Time to raise the systems bar
This month marks a grim anniversary. It's two years since the credit crunch began, sparking one of the biggest upheavals the mortgage market has ever seen.
Since then we have seen unprecedented change in the sector, not only in how businesses manage their processes but also in how they treat customers.
In the wider economy we have seen unemployment continue to rise. It hit 2.38 million in May and the Confederation of British Industry expects this to rise to 3.03 million by Q2 2010.
The market has already had to deal with a surge in arrears and repossessions due to job losses but the CBI's forecast shows the worst may still be ahead.
In the recent past lenders and servicers have not had to focus too much on their collection strategies. In a rising housing market any losses made on costs associated with arrears and repossessions are covered by increasing house prices.
But those days are long gone and while some house price indices point to a tentative recovery we should not be fooled into thinking we've hit the bottom of a conveniently V-shaped slump. In my opinion the recovery will be slow and pretty painful.
In May the Halifax index showed the average house price rose by 2.6% yet in June prices were back down again. It's vital that lenders and servicers don't simply hope for the best and ignore warning signs - they can't afford to assume the market will cover the costs of managing arrears and repossessions.
With this in mind, firms are having to rethink how they manage their mortgage books and particularly how they control arrears in an efficient way.

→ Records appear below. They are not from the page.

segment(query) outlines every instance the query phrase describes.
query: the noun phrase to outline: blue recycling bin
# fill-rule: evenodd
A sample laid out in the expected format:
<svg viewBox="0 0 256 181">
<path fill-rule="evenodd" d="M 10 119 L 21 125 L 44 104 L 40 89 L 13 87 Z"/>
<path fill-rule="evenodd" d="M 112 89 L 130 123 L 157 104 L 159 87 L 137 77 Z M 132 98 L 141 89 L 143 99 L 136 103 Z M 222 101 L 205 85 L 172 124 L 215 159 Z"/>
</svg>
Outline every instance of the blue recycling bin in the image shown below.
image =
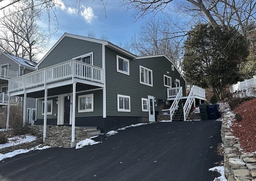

In most cases, getting up-to-speed will require either a partial or total upgrade of systems and software. Legacy systems are still all too common. We recently conducted research that shows 53% of lenders are using systems that are not adequate for the current market - a statistic alerting us to the need for immediate action.
Firms' biggest worry is the expense. Not only is there concern about having to stump up huge initial payments for upgrades but lenders and servicers are also understandably worried about the opportunity cost as well as the disruption that could come with hardware replacement and data transfer.
But current circumstances demand change. The Financial Services Authority and the government are all too aware that arrears and repossessions are on the rise. They are also alive to the fact that some lenders and servicers are not treating their customers fairly.
This is often not deliberate, but rather an unavoidable consequence of lack of borrower understanding or the inability of lenders to access customer data in a way that allows decisions to be made efficiently.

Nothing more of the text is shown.